But the hardest job is keeping the flowers fresh for the duration of the entire fair. Normally TEFAF Maastricht is in March and it’s usually not that hot, but it was very different this year. There is no air conditioning in the building but the temperature goes down at night and that prevents the flowers from wilting; now the temperature just stays high. We had to remove each stem from each tube, cut and clean them, and change the water several times. Each stem had been in our hands maybe five or six times during the six-day fair—something we’ve never had to do before. It was a lot of work.
Has the floral design trade changed dramatically since your parents ran the business?

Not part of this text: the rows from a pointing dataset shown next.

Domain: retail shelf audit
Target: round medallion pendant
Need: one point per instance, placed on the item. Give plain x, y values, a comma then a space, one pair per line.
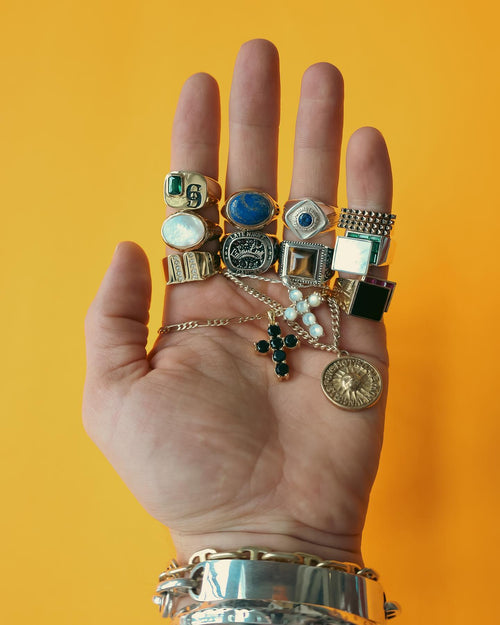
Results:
351, 383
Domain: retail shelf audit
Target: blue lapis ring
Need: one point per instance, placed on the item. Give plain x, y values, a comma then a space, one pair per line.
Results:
306, 218
250, 209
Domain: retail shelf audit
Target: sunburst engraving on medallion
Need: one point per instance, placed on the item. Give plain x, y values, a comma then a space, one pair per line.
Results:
351, 383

I just took over as Ten Kate’s manager two years ago, but when my father was studying to be a florist, he was in a class with 30 to 40 men and just one woman. Floristry was a man’s job then—a very physically demanding profession that involves lifting heavy watering cans, pots, and equipment.

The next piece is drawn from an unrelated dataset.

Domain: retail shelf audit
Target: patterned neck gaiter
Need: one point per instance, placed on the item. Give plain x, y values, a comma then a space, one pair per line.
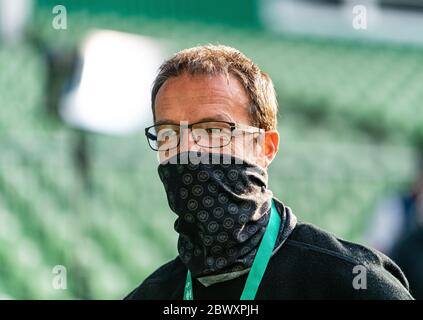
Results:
222, 211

It’s totally different now. Typically, there’s like one guy and 25 girls. In fact, I was the only guy in my class.
There’s been a spike of floral-themed content on social media in recent years. Has Instagram affected your aesthetic at all?

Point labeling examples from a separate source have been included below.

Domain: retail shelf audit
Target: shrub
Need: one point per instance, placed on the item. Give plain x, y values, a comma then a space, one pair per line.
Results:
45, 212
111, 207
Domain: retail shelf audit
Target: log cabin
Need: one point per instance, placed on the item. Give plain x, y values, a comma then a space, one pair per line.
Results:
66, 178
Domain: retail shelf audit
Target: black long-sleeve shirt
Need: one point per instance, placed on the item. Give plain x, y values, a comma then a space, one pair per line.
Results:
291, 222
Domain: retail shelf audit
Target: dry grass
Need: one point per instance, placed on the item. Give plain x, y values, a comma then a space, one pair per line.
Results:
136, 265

We do a lot of weddings, and brides would often come to us with a picture from Instagram or Pinterest. It’s usually a backdrop between the happy couple, some grasses, and artificial flowers. It’s all looking the same everywhere you look. When we work on an event with TEFAF, we’re pushing to do something different.
Being a floral designer sounds like such an onerous job. What keeps you going?
Yes, it’s a hard job but it’s also fun! People are happy when they see us setting up a wedding and they’re also happy when we arrive at a funeral. We’ve sold more flowers than usual over the past two years because people began sending them to one another outside of the normal holidays. Seeing how flowers can make people happy is rewarding.